This is What’s Wrong With Security Reporting

Yahoo news picked up this story and it trended to the top (many others also carried it with the same sensationalization . While the meat of the story may have some good information (although not new information), the headline and conclusions are meant to draw clicks.

Headline:

Your Gmail App Is Shockingly Easy to Hack

In the first paragraph:

..allows them access to mobile Gmail accounts with a 92 percent success rate.

What’s wrong with this? Well, for one the “hack” requires downloading a malicious app to your Android phone. And that 92% success rate? Only among those that download the malicious app.

Yes, it would be nice if shared memory could not me accessed. But that shared memory access also brings benefits (OK, I assume the benefits part. Don’t ask me to list them).

They didn’t test other mobile OS’s but say the hack should work on them too.
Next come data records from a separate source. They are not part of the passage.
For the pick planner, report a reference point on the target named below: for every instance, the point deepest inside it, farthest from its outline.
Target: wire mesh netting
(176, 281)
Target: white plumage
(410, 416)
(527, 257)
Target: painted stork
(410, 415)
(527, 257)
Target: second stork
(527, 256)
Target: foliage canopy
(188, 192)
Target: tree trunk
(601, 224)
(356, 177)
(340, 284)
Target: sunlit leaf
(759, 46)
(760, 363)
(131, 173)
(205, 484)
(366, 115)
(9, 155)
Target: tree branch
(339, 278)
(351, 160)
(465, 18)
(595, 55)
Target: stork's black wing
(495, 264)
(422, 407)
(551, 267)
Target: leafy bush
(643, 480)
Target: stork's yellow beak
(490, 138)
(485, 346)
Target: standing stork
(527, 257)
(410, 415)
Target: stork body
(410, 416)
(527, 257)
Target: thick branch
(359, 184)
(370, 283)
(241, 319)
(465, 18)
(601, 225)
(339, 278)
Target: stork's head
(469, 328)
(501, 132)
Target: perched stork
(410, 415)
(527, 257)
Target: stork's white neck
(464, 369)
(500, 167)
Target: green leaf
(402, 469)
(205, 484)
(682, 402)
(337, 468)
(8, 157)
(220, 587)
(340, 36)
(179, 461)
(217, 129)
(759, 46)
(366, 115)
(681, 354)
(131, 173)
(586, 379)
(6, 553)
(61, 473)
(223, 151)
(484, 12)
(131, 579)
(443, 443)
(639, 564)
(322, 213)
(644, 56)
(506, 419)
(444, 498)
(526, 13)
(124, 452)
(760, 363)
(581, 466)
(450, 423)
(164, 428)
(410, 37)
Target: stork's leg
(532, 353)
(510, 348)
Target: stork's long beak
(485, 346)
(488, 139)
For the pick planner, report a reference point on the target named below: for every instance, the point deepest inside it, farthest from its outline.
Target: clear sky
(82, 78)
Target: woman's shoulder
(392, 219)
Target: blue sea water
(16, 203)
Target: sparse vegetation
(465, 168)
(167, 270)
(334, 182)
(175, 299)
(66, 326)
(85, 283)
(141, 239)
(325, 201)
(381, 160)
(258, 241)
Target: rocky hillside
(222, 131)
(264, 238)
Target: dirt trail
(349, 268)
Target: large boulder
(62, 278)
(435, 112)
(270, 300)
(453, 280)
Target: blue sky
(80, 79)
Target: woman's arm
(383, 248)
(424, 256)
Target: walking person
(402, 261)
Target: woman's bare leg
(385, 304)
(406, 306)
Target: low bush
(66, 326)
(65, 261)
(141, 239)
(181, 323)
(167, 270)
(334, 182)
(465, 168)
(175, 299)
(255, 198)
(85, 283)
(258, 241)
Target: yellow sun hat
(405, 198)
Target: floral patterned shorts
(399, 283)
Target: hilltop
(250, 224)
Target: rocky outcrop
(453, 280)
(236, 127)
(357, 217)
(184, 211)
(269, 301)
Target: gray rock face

I’m no developer but I thought on iOS shared memory wasn’t, well, shared by apps. Which resulted in many of the complaints about apps not working together. I’ve also read comments that apps don’t access shared memory on Windows Phone. So this calls into question that assumption by the researchers.

In any event it works on other mobile OS’s, even for Android the headline should be “Installing malicious app will cause security issue!” But I guess that falls into the non-clickworthy “duh” category.